Proje taşımacılığında yeni büyüme alanı yenilenebilir enerji oldu. Küresel iklim krizi ve AB’nin Yeşil Mutabakatı tüm dünyada Rüzgar Enerji Santrali (RES) kurulumlarını hızlandırdı. Sadece Türkiye’de değil, küresel çapta yenilenebilir enerji projelerini taşıyan ve kurulumunu yapan Türk şirketleri, önümüzdeki yıllarda ise bu deneyimi denize taşımaya hazırlanıyor.
Yük Mühendisleri Birliği (YMB) Yönetim Kurulu Başkanı Ahmet Altunkum, enerji tarafında rüzgar türbini kurulumunda hareketliliğin devam ettiğini belirterek, “Rüzgar santrali kurulumunda Türkiye’de çok potansiyel var. Alınacak daha çok yol var” dedi. Ahmet Altunkum, Türkiye’de henüz 12-13 bin megavatlık bir rüzgar santrali kurulumu gerçekleştirildiğini ifade ederek, “Türkiye’nin karadaki potansiyeli 48 bin megavat” dedi.

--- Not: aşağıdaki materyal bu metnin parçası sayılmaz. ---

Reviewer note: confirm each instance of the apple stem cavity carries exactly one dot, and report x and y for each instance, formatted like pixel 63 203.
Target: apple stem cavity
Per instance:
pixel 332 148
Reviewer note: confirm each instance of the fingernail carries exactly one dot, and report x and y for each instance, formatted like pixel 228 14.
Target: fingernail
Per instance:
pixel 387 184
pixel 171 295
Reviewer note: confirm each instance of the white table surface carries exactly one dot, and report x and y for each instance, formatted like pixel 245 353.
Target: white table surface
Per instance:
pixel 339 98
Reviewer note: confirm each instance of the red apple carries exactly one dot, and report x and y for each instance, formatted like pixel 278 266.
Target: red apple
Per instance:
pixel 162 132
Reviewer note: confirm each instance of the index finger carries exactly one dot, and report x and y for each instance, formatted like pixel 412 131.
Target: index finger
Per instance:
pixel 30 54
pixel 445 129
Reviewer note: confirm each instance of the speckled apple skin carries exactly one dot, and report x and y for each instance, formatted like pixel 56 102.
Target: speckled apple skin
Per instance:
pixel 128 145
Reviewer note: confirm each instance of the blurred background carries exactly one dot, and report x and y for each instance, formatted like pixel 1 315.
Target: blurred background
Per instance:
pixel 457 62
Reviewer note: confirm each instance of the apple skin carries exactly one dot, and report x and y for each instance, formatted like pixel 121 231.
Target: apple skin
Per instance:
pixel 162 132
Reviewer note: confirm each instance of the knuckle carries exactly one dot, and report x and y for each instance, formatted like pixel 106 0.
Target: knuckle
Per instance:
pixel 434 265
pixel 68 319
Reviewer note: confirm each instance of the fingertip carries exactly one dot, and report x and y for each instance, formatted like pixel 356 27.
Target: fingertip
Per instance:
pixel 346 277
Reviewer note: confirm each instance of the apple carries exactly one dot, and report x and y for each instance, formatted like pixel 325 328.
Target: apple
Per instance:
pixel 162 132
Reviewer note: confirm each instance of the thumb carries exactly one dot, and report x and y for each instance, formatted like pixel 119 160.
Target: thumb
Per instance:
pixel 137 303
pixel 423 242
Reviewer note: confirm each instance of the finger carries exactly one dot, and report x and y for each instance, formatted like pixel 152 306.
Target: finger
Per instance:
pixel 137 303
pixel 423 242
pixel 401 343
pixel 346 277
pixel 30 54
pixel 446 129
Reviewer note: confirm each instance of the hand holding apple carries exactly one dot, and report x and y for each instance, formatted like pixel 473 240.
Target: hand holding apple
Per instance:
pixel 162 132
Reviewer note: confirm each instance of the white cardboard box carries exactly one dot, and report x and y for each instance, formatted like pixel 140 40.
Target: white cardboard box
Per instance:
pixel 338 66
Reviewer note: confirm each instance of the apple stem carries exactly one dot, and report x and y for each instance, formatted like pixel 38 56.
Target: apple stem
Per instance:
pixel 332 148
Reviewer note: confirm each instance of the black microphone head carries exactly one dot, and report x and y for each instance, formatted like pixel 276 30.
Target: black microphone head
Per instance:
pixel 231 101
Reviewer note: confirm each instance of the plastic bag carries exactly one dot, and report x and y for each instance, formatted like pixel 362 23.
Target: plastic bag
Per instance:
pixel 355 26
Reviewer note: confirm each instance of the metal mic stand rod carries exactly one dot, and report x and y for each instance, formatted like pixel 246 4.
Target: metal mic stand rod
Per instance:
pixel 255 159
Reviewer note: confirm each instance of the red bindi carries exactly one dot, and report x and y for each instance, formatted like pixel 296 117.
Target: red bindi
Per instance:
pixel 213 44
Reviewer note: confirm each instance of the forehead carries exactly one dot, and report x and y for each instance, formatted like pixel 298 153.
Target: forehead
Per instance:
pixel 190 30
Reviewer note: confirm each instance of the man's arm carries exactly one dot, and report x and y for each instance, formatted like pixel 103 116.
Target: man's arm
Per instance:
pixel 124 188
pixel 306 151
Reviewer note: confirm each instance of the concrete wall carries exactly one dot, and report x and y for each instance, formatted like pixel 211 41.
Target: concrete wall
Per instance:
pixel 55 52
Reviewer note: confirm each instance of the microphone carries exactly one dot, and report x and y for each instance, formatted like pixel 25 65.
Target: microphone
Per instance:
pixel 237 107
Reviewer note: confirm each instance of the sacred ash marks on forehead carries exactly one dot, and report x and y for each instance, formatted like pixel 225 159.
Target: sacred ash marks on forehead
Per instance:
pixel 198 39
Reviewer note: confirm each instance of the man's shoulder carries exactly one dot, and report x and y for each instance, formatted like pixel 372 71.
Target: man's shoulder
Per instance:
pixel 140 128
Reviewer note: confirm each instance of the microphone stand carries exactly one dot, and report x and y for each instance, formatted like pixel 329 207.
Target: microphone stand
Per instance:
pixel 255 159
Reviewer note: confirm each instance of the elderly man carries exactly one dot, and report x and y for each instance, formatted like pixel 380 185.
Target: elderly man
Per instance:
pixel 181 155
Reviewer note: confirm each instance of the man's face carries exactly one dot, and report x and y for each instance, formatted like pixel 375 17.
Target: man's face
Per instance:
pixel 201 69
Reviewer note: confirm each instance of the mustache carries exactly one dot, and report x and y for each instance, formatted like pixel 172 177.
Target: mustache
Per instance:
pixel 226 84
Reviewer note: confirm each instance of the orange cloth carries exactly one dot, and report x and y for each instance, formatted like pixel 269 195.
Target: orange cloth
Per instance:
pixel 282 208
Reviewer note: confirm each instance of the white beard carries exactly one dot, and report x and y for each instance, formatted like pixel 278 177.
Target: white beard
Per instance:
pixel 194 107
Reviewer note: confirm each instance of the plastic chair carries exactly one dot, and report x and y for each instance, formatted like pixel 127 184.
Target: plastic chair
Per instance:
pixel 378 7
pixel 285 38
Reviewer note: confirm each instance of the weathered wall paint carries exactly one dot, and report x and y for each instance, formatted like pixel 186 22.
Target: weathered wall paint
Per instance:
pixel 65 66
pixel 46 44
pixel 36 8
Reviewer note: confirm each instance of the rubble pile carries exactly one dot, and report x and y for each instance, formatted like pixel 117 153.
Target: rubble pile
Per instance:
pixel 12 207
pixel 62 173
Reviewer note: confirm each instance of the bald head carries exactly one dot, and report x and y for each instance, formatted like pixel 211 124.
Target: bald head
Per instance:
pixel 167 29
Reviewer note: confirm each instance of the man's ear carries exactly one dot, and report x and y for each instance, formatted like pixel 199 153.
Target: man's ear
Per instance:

Şirketler, bir yandan karadaki yenilebilir enerji projelerinde yer almaya devam ederken, öte yandan ‘offshore rüzgar santrali projelerini de gündeme aldı. Proje taşımacılığının lider şirketleri önümüzdeki yıllarda off shore rüzgar santralleri kurulumlarını taşımak için altyapı çalışmalarına şimdiden başladı. Çünkü, denizde çalışmak, karadakinden farklı. Özel ekipmanlara ve ileri mühendislik departmanlarına ihtiyaç bulunuyor. YMB Başkanı Altunkum, bu alandaki çalışmaların bir iki yıl içinde hız kazanacağını vurgulayarak, “Türkiye’nin denizdeki rüzgar santralleri alanında yaklaşık 50 bin megavat kapasitesi var. Henüz Türkiye’de bu yönde projeler başlamadı ama yer tespiti ve altyapı çalışmaları yapılıyor. İhalesi olacak, lisanslar dağıtılacak. Bu süreç bir iki yılı bulacak” diye konuştu. Kuzey Avrupa’da offshore rüzgar santralleri konusunda önemli yatırımların yapıldığını aktaran Altunkum, Akdeniz’de ise henüz bu projelere başlanmadığını ve bu alanda çok fırsat olduğunu söyledi.
Türkiye, en ucuz ülke
Ahmet Altunkum, Türkiye’nin dünyada rüzgar santralinin taşınması, kaldırılması ve montajında Avrupa’da en ucuz ülkesi olduğunu dile getirdi. Bunun en önemli sebebi ise makine parkı talebinin çok ilerisinde olması. Türkiye’de ağır yük ve proje taşımacılığında regülasyonlar zayıf kaldığı için merdiven altı hizmet veren çok sayıda firma bulunuyor. Regülasyon eksikliği ve yetersiz denetimlerin sektörde haksız rekabet yarattığı, merdiven altı hizmetleri yaygınlaştırdığı belirtiliyor. Regülasyon eksikliği ve yetersiz denetimler, sadece sektörün gelişimini engellemiyor, insan ve çevre için de büyük tehdit oluşturuyor. Çünkü alan, dünyanın en tehlikeli meslek gruplarından biri olarak kabul ediliyor. Öte yandan, sektörün en öncelikli ihtiyaçlarından biri de operasyon süreçlerinde AB’de olduğu gibi bürokrasinin sadeleştirilmesi.